The third couplet considers the symbolic opposition between sago palm and oil palm, principally in chapter 5 and 6. Chapter 5, portrays the Marind’s intimate relations with sago. Chao describes a trip to a sago grove where Marind go ‘to know sago’, the practice of extracting and processing starch, which is much more than a technical activity. She details how the activities of extracting, processing, caring for, consuming, singing and telling stories of sago are deeply affective practices that affirm Marind social relations to each other, their animal kin, ancestral creator spirits and the living environment that supports them. Eating sago also constitutes a political action, Chao asserts, establishing the Marind’s collective identity as ‘sago people’, as distinct from rice-eating settlers. Whereas sago is relation-affirming, oil palm, as discussed in chapter 6, is experienced as alien, solitary and selfish, refusing reciprocal relations with Marind, producing food primarily for other people. While considered violent, oil palm is also subject to a great deal of curiosity among Marind and pitied for its solitary existence in monocrop plantations, far away from its native soil and kin.
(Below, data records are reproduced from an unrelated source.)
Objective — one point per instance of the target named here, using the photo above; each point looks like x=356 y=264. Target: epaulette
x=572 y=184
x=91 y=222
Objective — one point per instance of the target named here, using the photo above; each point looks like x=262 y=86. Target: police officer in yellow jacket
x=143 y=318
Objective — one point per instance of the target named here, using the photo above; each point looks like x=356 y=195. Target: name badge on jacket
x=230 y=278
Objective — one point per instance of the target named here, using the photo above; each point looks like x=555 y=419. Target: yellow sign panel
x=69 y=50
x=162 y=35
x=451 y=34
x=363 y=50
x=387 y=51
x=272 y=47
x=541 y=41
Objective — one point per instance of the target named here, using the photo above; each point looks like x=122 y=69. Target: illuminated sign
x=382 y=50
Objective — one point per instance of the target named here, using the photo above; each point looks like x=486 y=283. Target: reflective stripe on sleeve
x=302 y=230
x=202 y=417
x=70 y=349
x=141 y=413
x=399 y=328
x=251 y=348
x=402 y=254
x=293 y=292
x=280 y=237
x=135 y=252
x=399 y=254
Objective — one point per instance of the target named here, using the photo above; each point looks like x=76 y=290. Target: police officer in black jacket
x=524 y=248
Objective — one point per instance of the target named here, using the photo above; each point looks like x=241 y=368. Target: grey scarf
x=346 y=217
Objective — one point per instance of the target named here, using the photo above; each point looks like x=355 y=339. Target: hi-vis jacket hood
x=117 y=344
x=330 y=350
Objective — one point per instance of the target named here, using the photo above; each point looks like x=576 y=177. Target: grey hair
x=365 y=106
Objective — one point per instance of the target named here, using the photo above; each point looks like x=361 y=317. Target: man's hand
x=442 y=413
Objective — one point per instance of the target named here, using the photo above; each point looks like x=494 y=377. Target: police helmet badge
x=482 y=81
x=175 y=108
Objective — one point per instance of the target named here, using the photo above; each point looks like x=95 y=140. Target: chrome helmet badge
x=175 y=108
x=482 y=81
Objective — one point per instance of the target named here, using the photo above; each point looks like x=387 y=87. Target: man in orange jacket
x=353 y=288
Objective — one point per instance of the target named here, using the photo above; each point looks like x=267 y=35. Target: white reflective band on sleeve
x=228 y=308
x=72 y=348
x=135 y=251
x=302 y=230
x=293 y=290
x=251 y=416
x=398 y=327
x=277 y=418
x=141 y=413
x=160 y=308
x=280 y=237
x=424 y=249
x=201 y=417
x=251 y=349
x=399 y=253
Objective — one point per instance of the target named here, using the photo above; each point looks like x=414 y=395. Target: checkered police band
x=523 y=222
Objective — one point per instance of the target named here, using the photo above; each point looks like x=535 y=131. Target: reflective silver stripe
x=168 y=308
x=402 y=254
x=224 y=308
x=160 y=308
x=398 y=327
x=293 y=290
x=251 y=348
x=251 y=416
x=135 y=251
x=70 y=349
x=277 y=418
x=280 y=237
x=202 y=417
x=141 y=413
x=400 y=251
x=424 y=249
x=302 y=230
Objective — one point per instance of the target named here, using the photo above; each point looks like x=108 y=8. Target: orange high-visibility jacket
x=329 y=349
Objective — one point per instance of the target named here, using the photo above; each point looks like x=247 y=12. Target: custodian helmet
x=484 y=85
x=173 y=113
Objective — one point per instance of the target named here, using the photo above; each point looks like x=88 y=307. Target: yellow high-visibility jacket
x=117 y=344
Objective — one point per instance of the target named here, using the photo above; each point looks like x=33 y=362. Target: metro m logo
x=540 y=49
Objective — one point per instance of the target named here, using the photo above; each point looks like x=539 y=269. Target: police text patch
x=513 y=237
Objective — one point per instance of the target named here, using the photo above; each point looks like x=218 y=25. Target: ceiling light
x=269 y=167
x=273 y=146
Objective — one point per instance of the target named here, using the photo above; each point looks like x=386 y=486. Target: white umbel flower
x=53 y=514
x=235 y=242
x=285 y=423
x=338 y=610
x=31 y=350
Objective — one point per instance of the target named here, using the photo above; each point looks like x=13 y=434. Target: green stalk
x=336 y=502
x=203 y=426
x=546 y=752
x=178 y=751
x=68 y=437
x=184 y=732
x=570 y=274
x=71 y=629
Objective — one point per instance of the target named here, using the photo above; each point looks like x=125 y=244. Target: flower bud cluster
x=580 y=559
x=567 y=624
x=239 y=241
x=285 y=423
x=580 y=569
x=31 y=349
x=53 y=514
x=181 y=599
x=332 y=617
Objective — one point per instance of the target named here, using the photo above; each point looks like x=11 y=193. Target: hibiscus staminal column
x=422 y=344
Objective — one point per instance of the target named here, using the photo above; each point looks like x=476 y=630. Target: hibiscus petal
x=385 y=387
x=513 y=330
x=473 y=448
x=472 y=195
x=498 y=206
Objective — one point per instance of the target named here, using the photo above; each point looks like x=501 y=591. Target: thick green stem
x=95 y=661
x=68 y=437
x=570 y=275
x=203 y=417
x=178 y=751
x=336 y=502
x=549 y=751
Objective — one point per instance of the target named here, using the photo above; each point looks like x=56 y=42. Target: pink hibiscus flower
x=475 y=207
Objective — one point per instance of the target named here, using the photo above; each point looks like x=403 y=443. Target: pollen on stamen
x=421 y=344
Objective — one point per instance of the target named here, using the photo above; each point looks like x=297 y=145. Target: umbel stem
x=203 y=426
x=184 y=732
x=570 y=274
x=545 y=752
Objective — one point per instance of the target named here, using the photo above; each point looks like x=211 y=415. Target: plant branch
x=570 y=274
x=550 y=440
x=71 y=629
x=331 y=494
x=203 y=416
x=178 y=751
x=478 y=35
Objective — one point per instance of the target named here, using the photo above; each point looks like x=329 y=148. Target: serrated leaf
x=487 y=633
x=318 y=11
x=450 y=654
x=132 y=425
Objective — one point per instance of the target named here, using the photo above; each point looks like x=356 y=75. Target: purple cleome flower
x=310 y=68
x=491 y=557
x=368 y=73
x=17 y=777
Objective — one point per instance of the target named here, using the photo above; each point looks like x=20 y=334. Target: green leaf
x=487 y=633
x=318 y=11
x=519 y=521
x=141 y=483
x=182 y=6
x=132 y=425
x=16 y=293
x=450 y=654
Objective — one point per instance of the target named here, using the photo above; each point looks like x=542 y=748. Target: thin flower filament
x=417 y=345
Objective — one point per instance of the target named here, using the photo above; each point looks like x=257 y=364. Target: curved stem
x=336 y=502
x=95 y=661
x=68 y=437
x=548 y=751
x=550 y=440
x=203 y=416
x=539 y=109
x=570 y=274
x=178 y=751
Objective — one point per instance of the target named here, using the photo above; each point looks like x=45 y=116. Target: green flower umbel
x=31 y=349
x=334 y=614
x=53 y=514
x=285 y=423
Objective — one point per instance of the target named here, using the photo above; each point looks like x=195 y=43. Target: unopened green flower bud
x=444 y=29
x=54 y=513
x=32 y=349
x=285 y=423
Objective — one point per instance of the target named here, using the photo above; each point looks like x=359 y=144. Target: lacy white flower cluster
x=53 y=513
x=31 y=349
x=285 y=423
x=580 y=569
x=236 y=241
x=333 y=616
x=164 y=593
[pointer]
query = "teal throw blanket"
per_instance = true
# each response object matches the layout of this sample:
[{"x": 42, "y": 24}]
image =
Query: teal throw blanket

‘Hopelessness and hope in dreams’, the subject of the last couplet, deals with temporal counterpoints. Chao returns to consideration of how oil palm stopped time, annihilating the future, but contrasts this with how shared dream accounts may provide for some small glimpses of hope. As Marind express it, ‘hope cannot exist if time has stopped’. Such denial of hope is the topic of chapter 7, which argues that giving up on the future forms a sort of resistance by which Marind refuse to give in to modernity’s future-building projects.

The book’s ethnographically compelling final chapter, ‘Eaten by oil palm’, examines the Marind dreams of being eaten by oil palm. In these haunting and seemingly contagious dreams individual Marind experience their own death, often repeatedly, arousing feelings of panic, fear and nausea. At the same time, the sharing of these dreams through dream accounts is supportive, according to Chao, creating solidarity among oil palm violence victims. While never downplaying the magnitude of the depredation and devastation caused by the oil palm, In the Shadow of the Palms thus never loses sight of the possibilities for agency and regeneration remaining in the ruination.

Sophie Chao, In the Shadow of the Palms: More-Than-Human Becomings in West Papua, Duke University Press, 2022.

Isabell Herrmans is visiting research fellow at Center for Advanced Studies – Erlangen, Friedrich Alexander University. She is the author of Ritual retellings: Luangan healing performances through practice, New York, NY: Berghahn Books, 2015.